Die iranische Bevölkerung hat sich in den vergangenen Jahren immer wieder und teils in Massen gegen das Regime aufgelehnt. Allein in diesem Jahr wurden Hunderte Proteste registriert. Nun habe die Ermordung Mahsa «Zhina» Aminis die Verknüpfung einer kleinen kurdischen Provinzstadt nahe der irakischen Grenze mit grossen urbanen Zentren des Iran hervorgebracht, sagte die Anthropologin Foroogh Farhang von der US-amerikanischen Northwestern University in derselben Expertinnenrunde: «Mahsa Amini ist der Faden, der Generationen von Frauen, die ähnliche Probleme durchmachen, miteinander verbindet – und zeitgleich auch Generationen von Männern sowie verschiedene ethnische Minderheiten und religiöse und nichtreligiöse Gruppen.» Dazu gehören progressive Studentinnenorganisationen, Lehrervereinigungen, Gruppen, die sich für die Rechte von Minderheiten einsetzen, genauso wie konservative Frauenorganisationen und Gewerkschaften. Sie alle sind Teil der Protestbewegung. Der Aufstand müsse deswegen im grösseren politischen und sozioökonomischen Kontext verstanden werden, so Farhang.

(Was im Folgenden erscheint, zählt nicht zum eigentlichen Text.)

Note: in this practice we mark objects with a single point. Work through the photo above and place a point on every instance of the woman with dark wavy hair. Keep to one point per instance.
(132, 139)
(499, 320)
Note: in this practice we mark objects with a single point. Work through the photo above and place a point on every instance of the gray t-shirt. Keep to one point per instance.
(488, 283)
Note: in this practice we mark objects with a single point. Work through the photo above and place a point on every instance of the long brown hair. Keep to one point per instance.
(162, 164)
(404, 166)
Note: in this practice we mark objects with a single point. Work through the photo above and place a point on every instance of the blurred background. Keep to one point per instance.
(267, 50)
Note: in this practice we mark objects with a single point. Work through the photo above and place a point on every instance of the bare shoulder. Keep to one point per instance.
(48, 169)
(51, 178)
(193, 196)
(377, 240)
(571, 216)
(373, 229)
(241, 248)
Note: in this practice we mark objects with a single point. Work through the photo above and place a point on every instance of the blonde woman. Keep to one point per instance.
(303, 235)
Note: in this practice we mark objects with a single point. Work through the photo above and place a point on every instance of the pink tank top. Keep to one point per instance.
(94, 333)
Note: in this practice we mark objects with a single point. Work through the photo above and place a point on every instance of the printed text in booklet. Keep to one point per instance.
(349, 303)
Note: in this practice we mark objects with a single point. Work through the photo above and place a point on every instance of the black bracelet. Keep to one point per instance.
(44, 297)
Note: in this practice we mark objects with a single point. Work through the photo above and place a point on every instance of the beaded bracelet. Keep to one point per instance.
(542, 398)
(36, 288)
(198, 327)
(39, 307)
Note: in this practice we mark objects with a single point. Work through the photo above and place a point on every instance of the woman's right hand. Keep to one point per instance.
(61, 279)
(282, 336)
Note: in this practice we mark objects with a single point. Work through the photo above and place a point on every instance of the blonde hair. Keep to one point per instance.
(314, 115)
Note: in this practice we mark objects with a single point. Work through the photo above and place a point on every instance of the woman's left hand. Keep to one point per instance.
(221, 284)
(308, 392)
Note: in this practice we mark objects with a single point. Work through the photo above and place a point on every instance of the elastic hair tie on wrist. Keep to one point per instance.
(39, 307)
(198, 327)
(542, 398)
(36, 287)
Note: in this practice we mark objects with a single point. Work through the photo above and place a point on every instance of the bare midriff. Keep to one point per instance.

Der Iran war in den letzten Jahren von der Covid-Pandemie und den westlichen Sanktionen stark betroffen, in deren Folge ein grosser Teil der Bevölkerung verarmte. Die Klimakrise und die damit verbundene Wasserknappheit, mehrere aufgedeckte staatliche Korruptionsfälle und die Wahl von Ebrahim Raisi zum Präsidenten im August 2021 förderten den Unmut: Raisi hat seither eine Islamisierungskampagne gestartet, im Zuge derer Gewalt und Repression gegen Frauen durch die Moralpolizei stark zunahmen. Die seit Jahren schwelende Unzufriedenheit und die damit verbundenen Forderungen diverser Gruppen haben sich nun an Aminis Tod und der Frage der körperlichen Selbstbestimmtheit entzündet.

Mehr als nur Symbolik

Die Frauen im Iran kämpfen schon seit Jahrzehnten für ihre Rechte, gegen Unterdrückung und Kopftuchzwang. Was den aktuellen Aufstand einzigartig macht: Wurden ihre Forderungen von früheren Protestbewegungen noch als zweitrangig abgetan, stehen sie heute im Zentrum. «Es sind Frauen und Männer gemeinsam auf der Strasse. Aber die lautesten sind die Frauen», fasste es die Journalistin Natalie Amiri letzte Woche in einem Gespräch mit dem Radiosender SWR 2 zusammen. «Sie reissen sich das Kopftuch vom Kopf, unter frenetischem Beifall von Männern, von Frauen, und sie verbrennen ihre Kopftücher. Sie widersetzen sich der Sittenpolizei, die sie mehr als vierzig Jahre lang diskriminiert hat.» Und trotz dieser symbolhaften Handlungen dürfe man die Proteste gleichzeitig nicht darauf reduzieren. «Jeder ist auf der Strasse aus einem eigenen Beweggrund», so Amiri. Es gehe letztlich also gar nicht ums Kopftuch als solches, sondern: «Es geht um das grosse Ganze.»